Quadratization of polynomial and nonpolynomial systems of ordinary differential equations is advantageous in a variety of disciplines, such as systems theory, fluid mechanics, chemical reaction modeling and mathematical analysis. A quadratization reveals new variables and structures of a model, which may be easier to analyze, simulate, control, and provides a convenient parametrization for learning. This paper presents novel theory, algorithms and software capabilities for quadratization of non-autonomous ODEs. We provide existence results, depending on the regularity of the input function, for cases when a quadratic-bilinear system can be obtained through quadratization. We further develop existence results and an algorithm that generalizes the process of quadratization for systems with arbitrary dimension that retain the nonlinear structure when the dimension grows. For such systems, we provide dimension-agnostic quadratization. An example is semi-discretized PDEs, where the nonlinear terms remain symbolically identical when the discretization size increases. As an important aspect for practical adoption of this research, we extended the capabilities of the QBee software towards both non-autonomous systems of ODEs and ODEs with arbitrary dimension. We present several examples of ODEs that were previously reported in the literature, and where our new algorithms find quadratized ODE systems with lower dimension than the previously reported lifting transformations. We further highlight an important area of quadratization: reduced-order model learning. This area can benefit significantly from working in the optimal lifting variables, where quadratic models provide a direct parametrization of the model that also avoids additional hyperreduction for the nonlinear terms. A solar wind example highlights these advantages.

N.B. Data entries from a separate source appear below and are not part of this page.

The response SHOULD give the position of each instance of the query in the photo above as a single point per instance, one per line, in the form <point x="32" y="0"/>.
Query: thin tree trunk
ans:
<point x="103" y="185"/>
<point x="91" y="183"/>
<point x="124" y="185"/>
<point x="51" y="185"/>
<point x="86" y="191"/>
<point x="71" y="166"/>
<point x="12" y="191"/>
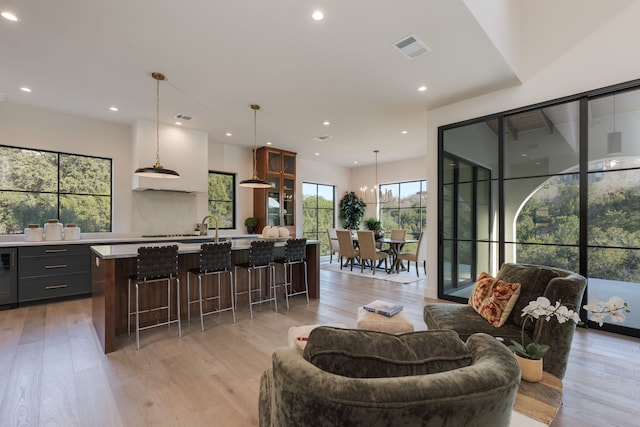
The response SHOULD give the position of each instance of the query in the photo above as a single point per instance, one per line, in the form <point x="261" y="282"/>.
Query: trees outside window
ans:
<point x="222" y="199"/>
<point x="37" y="185"/>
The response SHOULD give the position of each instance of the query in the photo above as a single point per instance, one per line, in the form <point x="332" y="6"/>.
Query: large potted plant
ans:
<point x="351" y="210"/>
<point x="374" y="225"/>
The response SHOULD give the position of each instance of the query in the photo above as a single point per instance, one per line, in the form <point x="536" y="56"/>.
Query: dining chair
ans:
<point x="214" y="259"/>
<point x="420" y="255"/>
<point x="368" y="251"/>
<point x="295" y="252"/>
<point x="334" y="247"/>
<point x="347" y="250"/>
<point x="260" y="258"/>
<point x="154" y="264"/>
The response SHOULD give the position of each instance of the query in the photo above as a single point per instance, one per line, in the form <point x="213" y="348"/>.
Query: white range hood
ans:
<point x="186" y="151"/>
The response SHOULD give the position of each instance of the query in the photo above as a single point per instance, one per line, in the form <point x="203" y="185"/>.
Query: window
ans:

翻译：多项式和非多项式常微分方程系统的二次化在系统理论、流体力学、化学反应建模及数学分析等多个学科领域具有显著优势。二次化能够揭示模型的新变量和结构，使其更易于分析、仿真和控制，并为学习过程提供便捷的参数化方法。本文提出了用于非自治常微分方程二次化的新理论、算法及软件能力。我们根据输入函数的正则性，给出了可通过二次化获得二次-双线性系统的存在性结果。进一步地，我们发展了存在性结果及一种算法，该算法将二次化过程推广至任意维度且随维度增长保持非线性结构的系统。针对此类系统，我们提供了维度无关的二次化方法，例如半离散化偏微分方程——其非线性项在离散化尺度增加时仍保持符号一致性。作为本研究实际应用的重要方面，我们将QBee软件的功能扩展至非自治常微分方程组及任意维度的常微分方程。通过文献中多组示例验证，我们的新算法能够找到比先前提升变换方法维度更低的二次化常微分方程组。此外，我们重点阐述了二次化的一个重要应用领域：降阶模型学习。该领域可通过使用最优提升变量显著受益，其中二次模型不仅提供模型的直接参数化，还避免了非线性项的超降阶处理。太阳风案例充分展示了这些优势。